Brace or Embrace? That is the Question.

Photo by Jennifer Bonauer on Unsplash

You know quite well, deep within you, that there is only a single magic, a single power, a single salvation…and that is called loving. Well, then, love your suffering. Do not resist it, do not flee from it. It is your aversion that hurts, nothing else. (Herman Hesse)

What was the last time you had something happen to you that you really didn’t want to happen?   That thing that created in you a kind of digging your heels in, push back on reality kind of bracing.  “That is not what I needed today!”    Like driving to a car preventative maintenance appointment and having your car break down on the way.   Or finding out someone you believed was a friend has been spreading untrue stories about you, behind your back.   Or getting a health diagnosis for a loved family member that leaves you feeling powerless and devastated.

Life happens – when we brace for it, we are saying with our bodies, with our whole selves – “This is not what I want to experience, not these emotions, not these sensations.”  This is my reality and I want it the way that I want it.   In this moment of bracing against the reality we are actually experiencing, this moment of tension soaks up considerable energy, considerable attention – a proverbial square peg in a round hole as we protest how what shows up does not fit in our template of what we feel should be showing up.

So we should just accept what comes, right?  I hear and feel the calling, the higher self that can express in the moment, like a cosmic voice over, “Everything is all right as it is.”   The call to step back, tune in, expand out and feel that this road block, this upset, this unexpected change in fortune is all alright.  Yes.  Yes and…..I acknowledge I am my highest self – right now and also the self who is balancing connection with the people in my life and the list of priorities that come with work, with school. With caregiving.  With self-care.

I visit my higher self and live daily the really real with the rest of me.  I find it is often the mundane moments that bring out my tendency to brace rather than embrace, the spilling of the coffee grounds, the aftermath of taking the wrong turn on an unfamiliar road, the gap between small expectations of how time shared with a loved one will be and what actually happens.  Even when not identified with the clash of expectations and experience, I can’t claim to occupy the kind of spaciousness to embrace fully.  Sometimes.  Sometimes not.  Maybe you can relate.  I can go with the flow, finding that easiest when I don’t have a plan, when I am not following purpose.   But bracing happens when something that matters is at risk, when we project our fear of what could happen onto the event unfolding in front of us. 

What does love have to do with it?  The core of embracing what “shouldn’t” be happening comes from love, from warm attention, from greeting the experience.  From acknowledging what I have here, including my reaction to the experience as part of my experience.  A reaction that can flow into a response.  No extra baggage, no sticky labelling of the happening, the start of a story that surrounds your experience.  Just naked experience.

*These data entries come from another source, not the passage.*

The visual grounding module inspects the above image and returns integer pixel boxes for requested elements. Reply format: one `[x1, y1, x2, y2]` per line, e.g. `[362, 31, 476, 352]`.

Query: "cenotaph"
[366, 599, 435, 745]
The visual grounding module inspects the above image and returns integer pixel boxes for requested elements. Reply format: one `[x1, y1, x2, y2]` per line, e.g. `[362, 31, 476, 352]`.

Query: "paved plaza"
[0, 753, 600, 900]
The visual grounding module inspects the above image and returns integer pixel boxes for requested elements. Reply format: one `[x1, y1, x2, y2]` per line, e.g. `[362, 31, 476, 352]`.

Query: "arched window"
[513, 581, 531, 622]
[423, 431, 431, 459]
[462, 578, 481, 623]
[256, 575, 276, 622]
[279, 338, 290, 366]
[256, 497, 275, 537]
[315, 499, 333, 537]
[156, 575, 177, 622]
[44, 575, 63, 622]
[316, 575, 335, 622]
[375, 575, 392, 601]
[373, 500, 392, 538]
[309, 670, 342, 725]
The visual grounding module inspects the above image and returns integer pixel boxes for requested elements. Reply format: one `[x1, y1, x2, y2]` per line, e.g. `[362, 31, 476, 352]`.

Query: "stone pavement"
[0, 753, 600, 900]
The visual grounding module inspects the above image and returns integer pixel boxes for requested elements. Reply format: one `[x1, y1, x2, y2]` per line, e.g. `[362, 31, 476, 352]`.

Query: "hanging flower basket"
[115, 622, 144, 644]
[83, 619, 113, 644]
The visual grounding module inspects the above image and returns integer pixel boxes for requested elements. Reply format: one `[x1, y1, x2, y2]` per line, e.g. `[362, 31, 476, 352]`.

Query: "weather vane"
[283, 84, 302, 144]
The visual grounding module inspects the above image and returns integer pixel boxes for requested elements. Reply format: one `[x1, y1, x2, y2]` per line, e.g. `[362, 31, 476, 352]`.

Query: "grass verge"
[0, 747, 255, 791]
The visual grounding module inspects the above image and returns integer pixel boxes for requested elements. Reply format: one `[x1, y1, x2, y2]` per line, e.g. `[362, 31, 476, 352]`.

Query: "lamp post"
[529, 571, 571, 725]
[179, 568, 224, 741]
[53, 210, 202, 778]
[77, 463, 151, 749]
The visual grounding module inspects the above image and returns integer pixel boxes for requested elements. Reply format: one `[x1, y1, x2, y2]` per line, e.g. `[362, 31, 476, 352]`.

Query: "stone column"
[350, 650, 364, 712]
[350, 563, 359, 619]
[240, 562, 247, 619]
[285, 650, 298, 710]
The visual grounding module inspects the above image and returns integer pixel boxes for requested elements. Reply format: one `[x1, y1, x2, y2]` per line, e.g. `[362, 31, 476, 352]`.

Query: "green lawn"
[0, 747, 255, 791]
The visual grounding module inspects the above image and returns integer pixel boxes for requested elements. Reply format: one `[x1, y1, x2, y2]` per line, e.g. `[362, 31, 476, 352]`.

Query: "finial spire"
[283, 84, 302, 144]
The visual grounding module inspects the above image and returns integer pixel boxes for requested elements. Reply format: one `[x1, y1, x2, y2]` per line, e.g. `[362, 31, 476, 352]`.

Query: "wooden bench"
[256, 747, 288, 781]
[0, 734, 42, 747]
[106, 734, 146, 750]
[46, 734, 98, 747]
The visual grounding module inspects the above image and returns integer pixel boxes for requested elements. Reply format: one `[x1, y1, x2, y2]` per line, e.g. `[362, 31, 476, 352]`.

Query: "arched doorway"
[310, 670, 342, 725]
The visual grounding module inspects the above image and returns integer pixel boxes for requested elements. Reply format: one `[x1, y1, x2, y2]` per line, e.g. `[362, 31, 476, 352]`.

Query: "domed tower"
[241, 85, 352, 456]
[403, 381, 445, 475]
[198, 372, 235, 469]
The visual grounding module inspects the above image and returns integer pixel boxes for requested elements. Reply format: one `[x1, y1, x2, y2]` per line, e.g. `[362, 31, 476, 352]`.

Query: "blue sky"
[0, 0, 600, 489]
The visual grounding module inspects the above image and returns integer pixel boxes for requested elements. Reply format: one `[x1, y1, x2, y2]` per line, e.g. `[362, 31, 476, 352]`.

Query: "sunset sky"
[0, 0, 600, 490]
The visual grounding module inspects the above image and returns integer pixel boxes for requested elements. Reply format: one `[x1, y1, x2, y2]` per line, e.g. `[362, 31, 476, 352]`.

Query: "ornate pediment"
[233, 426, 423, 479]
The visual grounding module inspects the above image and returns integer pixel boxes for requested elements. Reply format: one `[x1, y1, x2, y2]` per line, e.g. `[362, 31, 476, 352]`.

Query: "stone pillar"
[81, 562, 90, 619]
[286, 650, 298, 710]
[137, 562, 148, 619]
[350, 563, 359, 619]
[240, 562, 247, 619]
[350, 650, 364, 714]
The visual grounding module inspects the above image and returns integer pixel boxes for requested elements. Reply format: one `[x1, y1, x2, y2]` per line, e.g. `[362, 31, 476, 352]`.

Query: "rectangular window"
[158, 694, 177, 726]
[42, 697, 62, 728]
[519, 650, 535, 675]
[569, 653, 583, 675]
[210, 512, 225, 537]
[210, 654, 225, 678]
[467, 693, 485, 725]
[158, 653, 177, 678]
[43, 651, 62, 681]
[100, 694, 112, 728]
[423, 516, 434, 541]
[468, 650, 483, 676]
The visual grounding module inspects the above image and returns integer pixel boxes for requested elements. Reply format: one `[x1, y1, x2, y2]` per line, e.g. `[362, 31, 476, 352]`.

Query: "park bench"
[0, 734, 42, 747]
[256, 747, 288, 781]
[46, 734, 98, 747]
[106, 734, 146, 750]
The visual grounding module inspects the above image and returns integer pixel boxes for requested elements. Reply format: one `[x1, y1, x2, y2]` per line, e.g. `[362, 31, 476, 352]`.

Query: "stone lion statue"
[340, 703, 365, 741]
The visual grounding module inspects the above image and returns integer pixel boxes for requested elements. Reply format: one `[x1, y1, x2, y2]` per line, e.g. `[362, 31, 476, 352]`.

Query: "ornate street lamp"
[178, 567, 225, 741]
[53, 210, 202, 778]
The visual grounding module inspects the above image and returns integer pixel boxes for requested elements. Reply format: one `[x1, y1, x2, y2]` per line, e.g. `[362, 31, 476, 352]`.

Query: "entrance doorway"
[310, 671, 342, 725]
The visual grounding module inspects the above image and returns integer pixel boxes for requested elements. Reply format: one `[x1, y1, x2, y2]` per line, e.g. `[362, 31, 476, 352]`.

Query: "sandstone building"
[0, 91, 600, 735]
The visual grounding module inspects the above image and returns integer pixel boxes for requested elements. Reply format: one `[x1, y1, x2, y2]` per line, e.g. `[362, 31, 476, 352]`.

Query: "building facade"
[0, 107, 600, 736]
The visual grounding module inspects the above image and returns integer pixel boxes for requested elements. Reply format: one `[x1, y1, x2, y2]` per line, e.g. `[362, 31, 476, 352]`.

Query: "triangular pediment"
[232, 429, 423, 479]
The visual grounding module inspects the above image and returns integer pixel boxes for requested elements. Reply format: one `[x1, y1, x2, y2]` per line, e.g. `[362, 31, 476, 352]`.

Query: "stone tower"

Being naked might feel freeing.  Or make you shiver.  Bracing stops the flow of our experience.  Puts on the brakes.  Might feel more stable.  Much harder to move from there.  We might feel the freedom to flow from one experience to the next, having our reactions without stopping the flow of our experience.  The flow of unimpeded tears, the flow of frustration mingling with ongoing curiosity and attention to what can happen next.

When you notice yourself next in the posture of brace, is there space to pause? To soften?  To open up just enough to breathe into the moment?  I’m not saying you shouldn’t care about what happens, to let go of what matters to you. You will have so much more available to you from a posture of embrace, so much more than hunkering into a defended stance.   I feel this choice strongly, in the daily work as an entrepreneur, the daily invitation and the daily discipline to invite openness into my purpose, especially when the networking connection fizzles, the client cancels.  This is a form of personal leadership to receive, without relinquishing, to connect without being overwhelmed.  To embrace what is at stake for you when things are not working out.  To lean in, to discover again what is valuable and maybe in that space another way will become visible on the path to your purpose.  

This is a personal leadership that can be with what feels like chaos, the breakdown of our predictions – the familiar tool of projection we use to withstand not knowing what will happen next.  We brace because it feels too vulnerable to embrace the unknown, because it feels slippery and we are afraid of falling, of losing what we would hold close.   Compared to our habits of bracing, embracing can feel defenseless, weak.  So start with embracing the mundane unwanted things, the car breaking down, the spilled coffee grounds.  Find out what is on the other side of embracing your fear of what you don’t want to happen.